A March 23, 2016 article in the Boston Globe reports on a study by the National Consumer Law Center showing that widows and divorcees are particularly vulnerable to losing their homes to foreclosure. An excerpt is below.
Lenders and mortgage companies have been doing a better job in recent years helping homeowners avoid foreclosures, but widows, as well as other surviving family members, and the recently divorced continue to struggle to stay in their homes, according to a new report from the National Consumer Law Center.
The Boston-based consumer group estimates that thousands of homeowners, usually women who didn’t sign the original loan documents, are having trouble getting access to relief that new federal guidelines have provided other homeowners since the recent foreclosure crisis.

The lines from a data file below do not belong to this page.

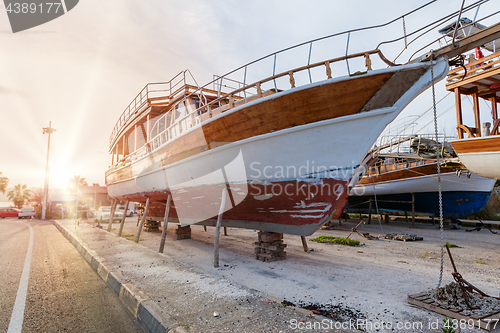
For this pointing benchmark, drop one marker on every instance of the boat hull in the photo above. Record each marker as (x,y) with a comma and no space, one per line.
(480,155)
(455,204)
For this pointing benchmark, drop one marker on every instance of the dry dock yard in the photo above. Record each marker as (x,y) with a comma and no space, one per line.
(364,288)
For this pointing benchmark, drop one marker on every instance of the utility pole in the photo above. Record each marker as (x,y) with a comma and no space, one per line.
(46,130)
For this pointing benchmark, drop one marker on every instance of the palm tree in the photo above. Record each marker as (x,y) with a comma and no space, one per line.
(19,195)
(4,182)
(36,197)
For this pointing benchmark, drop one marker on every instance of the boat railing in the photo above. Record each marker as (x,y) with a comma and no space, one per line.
(277,80)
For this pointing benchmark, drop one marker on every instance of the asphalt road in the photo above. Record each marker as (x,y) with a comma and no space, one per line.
(61,294)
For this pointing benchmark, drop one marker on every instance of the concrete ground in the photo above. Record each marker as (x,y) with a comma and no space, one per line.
(369,283)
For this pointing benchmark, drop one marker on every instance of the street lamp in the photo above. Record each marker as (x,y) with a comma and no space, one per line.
(46,130)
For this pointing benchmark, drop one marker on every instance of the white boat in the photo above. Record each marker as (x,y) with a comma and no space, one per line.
(480,152)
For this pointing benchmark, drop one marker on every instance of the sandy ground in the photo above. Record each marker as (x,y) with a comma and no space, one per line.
(373,280)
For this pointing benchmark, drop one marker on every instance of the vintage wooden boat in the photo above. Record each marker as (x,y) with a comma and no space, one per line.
(285,153)
(480,152)
(403,184)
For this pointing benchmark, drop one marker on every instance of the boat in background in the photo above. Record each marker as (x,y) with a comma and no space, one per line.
(280,150)
(479,78)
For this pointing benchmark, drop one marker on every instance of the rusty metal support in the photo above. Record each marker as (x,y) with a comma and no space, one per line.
(165,223)
(123,218)
(304,243)
(142,221)
(112,213)
(413,210)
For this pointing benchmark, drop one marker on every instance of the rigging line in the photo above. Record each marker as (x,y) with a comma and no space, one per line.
(433,175)
(441,224)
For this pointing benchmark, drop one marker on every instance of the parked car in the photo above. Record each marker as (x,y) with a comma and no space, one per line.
(26,213)
(9,212)
(103,213)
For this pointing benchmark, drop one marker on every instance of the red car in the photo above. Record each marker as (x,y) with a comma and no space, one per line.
(9,212)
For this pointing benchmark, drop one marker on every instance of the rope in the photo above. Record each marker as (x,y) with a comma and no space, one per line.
(441,224)
(404,31)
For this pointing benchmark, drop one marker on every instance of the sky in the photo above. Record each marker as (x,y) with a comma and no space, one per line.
(82,69)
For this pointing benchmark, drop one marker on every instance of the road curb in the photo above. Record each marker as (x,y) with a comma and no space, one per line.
(137,302)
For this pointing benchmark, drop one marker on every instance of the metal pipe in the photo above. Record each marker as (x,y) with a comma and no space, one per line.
(346,50)
(112,213)
(309,62)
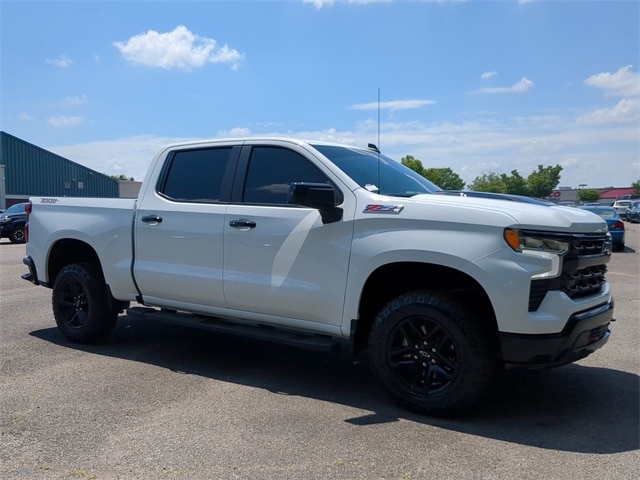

The center’s network of lawyers and housing counselors reports that while other foreclosure-related problems have declined, this remains an area of growing concern. It can still take years, reams of paperwork, and thousands in additional costs for spouses facing death, divorce, or domestic violence, who are seeking a loan modification to stay in the house, said Alys Cohen, a staff attorney at the consumer law center and author of the report.
“Every month of delay increases the interest that a homeowner owes, increases the fees on the loan amount, and decreases the chances of a loan modification,” Cohen said.
The law center is urging the federal Consumer Financial Protection Bureau to adopt rules that would expand protections to others who may have homeownership interest in a property, aside from just the primary borrower.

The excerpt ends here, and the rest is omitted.